Frequently Asked Questions — STP Calculator
STP Calculator
Smart Debt-to-Equity Transfer Strategy
Calculate how your lump sum grows when systematically transferred from a debt/liquid fund to an equity fund. See corpus at each stage, rupee cost averaging benefit, and comparison with lump sum investing.
| Year | STP Transferred | Debt Fund | Equity Fund | Total Portfolio | Total Gain |
|---|
What is an STP (Systematic Transfer Plan)?
A Systematic Transfer Plan (STP) is a mutual fund strategy where you invest a lump sum in a debt or liquid fund and automatically transfer a fixed amount at regular intervals (weekly, monthly, or quarterly) to an equity fund.
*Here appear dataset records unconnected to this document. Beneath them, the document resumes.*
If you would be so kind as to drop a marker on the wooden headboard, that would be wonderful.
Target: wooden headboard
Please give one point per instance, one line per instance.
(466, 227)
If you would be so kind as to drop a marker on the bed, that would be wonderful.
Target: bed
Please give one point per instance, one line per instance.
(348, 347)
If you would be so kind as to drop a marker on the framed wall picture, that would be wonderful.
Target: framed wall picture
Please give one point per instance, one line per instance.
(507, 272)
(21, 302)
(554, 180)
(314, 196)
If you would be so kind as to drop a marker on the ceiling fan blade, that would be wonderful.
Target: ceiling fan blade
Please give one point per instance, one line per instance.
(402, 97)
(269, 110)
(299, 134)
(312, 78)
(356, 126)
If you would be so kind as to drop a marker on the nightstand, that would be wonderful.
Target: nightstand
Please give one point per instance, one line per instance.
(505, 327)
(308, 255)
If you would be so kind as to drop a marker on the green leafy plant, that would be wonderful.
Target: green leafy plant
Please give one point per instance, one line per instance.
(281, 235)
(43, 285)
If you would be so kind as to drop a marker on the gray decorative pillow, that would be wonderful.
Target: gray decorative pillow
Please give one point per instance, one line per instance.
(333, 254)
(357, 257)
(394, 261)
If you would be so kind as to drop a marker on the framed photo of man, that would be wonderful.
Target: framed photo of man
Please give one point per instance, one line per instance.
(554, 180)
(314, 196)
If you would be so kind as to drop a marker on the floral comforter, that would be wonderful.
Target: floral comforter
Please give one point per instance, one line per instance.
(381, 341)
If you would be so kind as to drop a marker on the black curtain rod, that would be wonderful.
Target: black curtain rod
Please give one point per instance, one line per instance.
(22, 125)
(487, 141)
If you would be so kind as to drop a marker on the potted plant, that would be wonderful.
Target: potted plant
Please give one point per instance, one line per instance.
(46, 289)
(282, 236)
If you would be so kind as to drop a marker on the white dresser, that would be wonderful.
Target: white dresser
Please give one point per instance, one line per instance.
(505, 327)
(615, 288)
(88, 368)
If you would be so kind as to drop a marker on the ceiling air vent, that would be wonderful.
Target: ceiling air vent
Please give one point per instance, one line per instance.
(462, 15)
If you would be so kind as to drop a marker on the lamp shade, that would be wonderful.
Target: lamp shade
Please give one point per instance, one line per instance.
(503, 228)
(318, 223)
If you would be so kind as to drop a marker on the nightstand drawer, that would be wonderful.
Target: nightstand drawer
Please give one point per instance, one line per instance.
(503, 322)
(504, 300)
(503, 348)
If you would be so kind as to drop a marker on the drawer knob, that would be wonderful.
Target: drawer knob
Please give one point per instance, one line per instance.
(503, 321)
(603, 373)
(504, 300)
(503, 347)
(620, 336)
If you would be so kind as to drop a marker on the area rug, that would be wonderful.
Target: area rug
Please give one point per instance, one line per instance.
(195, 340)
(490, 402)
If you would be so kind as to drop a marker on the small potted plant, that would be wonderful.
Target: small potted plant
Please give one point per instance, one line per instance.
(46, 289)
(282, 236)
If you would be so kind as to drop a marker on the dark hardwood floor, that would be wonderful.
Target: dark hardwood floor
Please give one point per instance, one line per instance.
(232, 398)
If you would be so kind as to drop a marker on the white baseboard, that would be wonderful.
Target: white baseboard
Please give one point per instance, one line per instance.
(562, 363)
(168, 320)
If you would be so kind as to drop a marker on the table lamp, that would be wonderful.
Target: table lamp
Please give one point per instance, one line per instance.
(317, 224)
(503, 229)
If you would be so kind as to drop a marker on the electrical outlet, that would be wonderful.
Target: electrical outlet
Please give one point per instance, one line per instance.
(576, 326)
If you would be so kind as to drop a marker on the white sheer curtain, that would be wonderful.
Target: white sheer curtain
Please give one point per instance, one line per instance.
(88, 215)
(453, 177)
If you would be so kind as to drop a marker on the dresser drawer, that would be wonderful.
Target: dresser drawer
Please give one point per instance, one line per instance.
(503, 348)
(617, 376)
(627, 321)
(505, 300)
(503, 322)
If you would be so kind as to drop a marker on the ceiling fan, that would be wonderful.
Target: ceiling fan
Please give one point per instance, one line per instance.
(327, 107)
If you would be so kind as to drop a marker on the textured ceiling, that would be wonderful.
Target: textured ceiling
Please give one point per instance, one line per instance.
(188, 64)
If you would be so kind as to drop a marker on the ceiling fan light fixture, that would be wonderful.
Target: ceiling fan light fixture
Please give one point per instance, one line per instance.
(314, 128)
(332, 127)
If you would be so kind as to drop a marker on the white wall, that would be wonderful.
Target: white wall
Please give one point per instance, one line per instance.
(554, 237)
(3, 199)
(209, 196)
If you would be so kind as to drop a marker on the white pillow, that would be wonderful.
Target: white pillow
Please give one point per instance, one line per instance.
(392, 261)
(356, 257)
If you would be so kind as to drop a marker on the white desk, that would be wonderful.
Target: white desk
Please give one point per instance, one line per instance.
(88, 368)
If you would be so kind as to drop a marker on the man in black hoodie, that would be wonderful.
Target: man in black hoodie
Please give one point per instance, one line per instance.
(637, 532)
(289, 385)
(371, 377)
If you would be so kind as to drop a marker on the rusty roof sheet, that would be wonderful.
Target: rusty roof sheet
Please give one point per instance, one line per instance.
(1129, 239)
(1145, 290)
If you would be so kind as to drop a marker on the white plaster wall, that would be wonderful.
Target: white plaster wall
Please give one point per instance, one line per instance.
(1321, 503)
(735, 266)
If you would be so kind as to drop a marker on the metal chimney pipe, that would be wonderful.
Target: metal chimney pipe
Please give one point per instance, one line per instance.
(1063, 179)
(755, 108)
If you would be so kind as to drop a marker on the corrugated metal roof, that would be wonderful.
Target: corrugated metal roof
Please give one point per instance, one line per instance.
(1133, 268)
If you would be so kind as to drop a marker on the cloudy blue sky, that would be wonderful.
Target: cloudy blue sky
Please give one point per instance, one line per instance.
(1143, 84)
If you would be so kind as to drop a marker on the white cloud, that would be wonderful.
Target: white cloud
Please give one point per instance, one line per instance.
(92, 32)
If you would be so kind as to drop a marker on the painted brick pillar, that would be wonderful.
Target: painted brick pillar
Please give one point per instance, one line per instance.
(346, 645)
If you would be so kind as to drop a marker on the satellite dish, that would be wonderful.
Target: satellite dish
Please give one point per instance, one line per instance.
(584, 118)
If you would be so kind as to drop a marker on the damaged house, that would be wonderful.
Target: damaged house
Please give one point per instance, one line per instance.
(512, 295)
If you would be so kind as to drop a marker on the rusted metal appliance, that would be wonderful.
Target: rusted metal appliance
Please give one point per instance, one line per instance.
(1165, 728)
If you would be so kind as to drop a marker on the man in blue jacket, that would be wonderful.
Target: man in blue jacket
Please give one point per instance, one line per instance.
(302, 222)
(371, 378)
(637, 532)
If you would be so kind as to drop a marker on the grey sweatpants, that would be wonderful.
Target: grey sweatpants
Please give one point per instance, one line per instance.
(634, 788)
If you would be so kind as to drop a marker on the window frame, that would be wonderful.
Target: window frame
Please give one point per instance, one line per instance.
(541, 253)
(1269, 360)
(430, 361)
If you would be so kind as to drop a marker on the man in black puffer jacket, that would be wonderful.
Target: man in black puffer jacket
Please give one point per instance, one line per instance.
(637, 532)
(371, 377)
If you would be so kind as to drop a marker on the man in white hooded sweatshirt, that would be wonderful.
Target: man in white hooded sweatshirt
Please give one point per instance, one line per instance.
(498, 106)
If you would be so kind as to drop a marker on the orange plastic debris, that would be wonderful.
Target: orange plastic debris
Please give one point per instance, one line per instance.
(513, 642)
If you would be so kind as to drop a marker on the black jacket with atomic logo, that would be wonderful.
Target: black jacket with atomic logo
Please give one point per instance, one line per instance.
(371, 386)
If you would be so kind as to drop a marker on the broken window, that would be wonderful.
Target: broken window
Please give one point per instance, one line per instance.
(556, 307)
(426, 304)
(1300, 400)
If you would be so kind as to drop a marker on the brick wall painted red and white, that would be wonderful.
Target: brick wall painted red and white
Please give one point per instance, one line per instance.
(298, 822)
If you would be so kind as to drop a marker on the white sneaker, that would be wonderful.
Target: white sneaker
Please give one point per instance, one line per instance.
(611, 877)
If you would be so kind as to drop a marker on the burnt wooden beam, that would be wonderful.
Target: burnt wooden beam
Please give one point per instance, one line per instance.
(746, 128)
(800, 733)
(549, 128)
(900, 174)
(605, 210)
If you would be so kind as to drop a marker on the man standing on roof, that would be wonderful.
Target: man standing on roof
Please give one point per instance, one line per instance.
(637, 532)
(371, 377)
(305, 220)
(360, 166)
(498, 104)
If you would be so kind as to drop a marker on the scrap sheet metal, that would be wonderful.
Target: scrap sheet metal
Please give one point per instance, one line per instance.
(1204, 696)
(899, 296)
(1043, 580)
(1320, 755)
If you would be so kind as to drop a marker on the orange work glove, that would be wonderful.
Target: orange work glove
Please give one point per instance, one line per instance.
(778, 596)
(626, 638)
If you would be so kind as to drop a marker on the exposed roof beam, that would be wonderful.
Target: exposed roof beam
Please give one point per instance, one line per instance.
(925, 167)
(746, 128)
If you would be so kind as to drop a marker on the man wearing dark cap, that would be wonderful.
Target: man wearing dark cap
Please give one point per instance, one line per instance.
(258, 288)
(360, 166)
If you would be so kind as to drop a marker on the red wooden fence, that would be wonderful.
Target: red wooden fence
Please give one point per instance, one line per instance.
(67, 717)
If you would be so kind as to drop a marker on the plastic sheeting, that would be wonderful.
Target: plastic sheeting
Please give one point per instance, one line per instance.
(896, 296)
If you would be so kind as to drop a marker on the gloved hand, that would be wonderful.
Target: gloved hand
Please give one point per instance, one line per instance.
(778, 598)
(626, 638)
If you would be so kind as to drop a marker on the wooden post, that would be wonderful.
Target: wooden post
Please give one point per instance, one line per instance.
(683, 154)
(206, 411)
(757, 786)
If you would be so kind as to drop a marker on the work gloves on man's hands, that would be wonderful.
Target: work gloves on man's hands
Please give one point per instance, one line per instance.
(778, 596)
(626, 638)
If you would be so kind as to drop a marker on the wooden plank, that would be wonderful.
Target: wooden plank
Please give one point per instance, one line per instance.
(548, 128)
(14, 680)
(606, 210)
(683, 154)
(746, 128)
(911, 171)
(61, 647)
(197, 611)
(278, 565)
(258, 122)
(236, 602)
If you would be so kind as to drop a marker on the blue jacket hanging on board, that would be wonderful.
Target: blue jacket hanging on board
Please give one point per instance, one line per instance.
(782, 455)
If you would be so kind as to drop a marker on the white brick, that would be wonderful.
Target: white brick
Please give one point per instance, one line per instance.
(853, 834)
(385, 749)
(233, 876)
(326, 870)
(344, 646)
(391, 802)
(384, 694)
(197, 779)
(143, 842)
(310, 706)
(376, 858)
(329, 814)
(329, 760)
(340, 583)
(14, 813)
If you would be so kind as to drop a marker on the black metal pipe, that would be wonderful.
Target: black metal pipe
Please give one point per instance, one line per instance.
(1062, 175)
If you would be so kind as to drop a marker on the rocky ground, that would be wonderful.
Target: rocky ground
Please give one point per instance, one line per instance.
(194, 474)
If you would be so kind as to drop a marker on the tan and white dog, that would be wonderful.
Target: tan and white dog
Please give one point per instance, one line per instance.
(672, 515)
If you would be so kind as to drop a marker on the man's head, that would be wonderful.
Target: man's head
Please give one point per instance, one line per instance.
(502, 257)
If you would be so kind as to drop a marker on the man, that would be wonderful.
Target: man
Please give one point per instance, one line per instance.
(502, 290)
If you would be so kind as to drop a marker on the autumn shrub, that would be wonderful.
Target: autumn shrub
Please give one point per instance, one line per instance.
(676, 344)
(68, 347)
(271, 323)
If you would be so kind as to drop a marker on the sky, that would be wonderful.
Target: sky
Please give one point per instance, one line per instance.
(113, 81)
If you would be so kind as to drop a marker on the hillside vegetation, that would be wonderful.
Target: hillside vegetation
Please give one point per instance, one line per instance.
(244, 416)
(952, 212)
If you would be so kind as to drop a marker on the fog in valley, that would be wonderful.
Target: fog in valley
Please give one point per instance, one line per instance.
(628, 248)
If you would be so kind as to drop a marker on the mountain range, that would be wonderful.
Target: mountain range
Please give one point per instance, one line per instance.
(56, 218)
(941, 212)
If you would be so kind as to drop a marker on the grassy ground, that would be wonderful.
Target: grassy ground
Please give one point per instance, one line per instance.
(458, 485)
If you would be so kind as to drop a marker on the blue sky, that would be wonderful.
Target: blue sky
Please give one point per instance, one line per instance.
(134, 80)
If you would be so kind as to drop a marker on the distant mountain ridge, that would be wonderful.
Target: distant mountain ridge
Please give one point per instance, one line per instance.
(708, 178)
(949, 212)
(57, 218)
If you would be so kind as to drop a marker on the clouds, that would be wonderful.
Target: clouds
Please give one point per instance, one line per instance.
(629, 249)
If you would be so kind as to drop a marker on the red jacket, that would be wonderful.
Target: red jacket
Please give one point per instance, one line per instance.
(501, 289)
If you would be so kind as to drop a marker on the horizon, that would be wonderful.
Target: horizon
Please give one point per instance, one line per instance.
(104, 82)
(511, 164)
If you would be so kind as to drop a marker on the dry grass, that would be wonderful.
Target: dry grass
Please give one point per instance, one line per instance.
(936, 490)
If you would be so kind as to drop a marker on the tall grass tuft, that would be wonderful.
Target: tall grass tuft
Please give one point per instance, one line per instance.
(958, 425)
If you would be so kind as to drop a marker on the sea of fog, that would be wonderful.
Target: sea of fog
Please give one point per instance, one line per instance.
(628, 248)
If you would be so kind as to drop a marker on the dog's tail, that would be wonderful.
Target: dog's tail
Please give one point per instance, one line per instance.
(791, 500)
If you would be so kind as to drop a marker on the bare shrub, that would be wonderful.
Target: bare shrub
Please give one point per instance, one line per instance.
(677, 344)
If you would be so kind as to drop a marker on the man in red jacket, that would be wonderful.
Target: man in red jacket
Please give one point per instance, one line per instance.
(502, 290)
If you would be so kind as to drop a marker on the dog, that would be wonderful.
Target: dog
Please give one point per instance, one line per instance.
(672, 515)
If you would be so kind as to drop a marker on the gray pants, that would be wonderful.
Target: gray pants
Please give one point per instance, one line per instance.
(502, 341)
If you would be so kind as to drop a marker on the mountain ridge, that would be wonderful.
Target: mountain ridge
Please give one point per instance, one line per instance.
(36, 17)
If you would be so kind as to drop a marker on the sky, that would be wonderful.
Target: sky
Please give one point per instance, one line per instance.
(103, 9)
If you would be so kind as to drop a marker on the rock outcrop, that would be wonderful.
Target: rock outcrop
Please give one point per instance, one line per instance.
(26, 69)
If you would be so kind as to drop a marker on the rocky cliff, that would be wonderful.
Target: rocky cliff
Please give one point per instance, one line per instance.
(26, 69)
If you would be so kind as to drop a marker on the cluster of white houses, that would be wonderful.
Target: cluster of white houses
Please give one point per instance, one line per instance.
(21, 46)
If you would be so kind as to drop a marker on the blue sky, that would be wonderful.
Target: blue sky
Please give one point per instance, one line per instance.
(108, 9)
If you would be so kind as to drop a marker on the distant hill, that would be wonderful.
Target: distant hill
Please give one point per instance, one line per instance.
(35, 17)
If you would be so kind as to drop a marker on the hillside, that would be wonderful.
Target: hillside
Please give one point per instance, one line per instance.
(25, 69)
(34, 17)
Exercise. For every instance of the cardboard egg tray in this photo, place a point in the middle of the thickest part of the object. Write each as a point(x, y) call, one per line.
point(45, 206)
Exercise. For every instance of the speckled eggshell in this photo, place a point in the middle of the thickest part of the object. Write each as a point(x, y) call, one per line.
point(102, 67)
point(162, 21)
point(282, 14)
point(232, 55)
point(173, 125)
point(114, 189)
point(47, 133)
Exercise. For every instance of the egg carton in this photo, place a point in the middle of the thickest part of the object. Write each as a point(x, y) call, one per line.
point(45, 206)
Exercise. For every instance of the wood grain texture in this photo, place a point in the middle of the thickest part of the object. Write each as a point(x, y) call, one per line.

This combines the capital preservation of debt funds with the wealth-creation potential of equity, while reducing timing risk through rupee cost averaging.
How STP Works — Step by Step
- Step 1: Park your entire lump sum (e.g., ₹5 lakhs) in a liquid or short-term debt fund earning 6–8% p.a.
- Step 2: Set up an STP instruction — ₹10,000 transferred every month to your chosen equity fund
- Step 3: Your debt fund earns returns while waiting to be transferred (unlike keeping cash idle)
- Step 4: Each equity instalment buys more units when markets are low, fewer when high — rupee cost averaging
- Step 5: Over 50 months, entire corpus moves to equity with averaged cost of acquisition
Debt Earnings = Lump Sum × (1 + Source Rate)^(Duration/12) − Amount Transferred
Target Fund Value = Σ [Each STP instalment × (1 + Equity Rate)^(remaining months/12)]
STP vs SIP vs Lump Sum — Key Differences
| Feature | STP | SIP | Lump Sum |
|---|---|---|---|
| Money source | Existing lump sum → debt fund | Monthly income/salary | One-time investment |
| Debt fund earnings | ✅ Earns 6–8% while waiting | ❌ Not applicable | ❌ No debt earnings |
| Equity timing risk | Low (rupee cost averaging) | Low (regular investing) | High (one entry point) |
| Best for | Windfall, bonus, inheritance | Regular income earners | Long horizon (>10 yrs) |
| Typical duration | 6 months to 3 years | Ongoing (5–30 years) | Immediate, stay invested |
| Tax on transfers | Each transfer = redemption (taxable) | Each SIP = separate folio | Single entry, exit taxed |
When Should You Use STP?
- Received a large bonus/windfall and don't want to invest all at once in equity at current valuations
- Retiring from a job and received gratuity/PF — use STP to gradually move to equity while earning debt returns
- Market at all-time highs — STP lets you average in rather than buying entirely at peak
- Maturity proceeds from FDs, PPF, insurance policies being reinvested in equity
- Conservative investor entering equity for the first time — STP reduces psychological pressure of timing
STP Tax Implications in India
Each STP transfer is treated as a redemption from the source fund and a fresh purchase in the target fund. Tax applies on each redemption:
| Fund Type | Holding Period | Tax Rate |
|---|---|---|
| Liquid / Debt Fund (Source) | Any duration (from April 2023) | Taxed as income (slab rate) |
| Equity Fund (Target) — short term | < 12 months | 20% STCG |
| Equity Fund (Target) — long term | > 12 months | 12.5% LTCG (above ₹1.25L exemption) |
Tip: The ₹1.25 lakh annual LTCG exemption applies per financial year on equity. Systematic STP transfers may help spread gains across years for tax efficiency.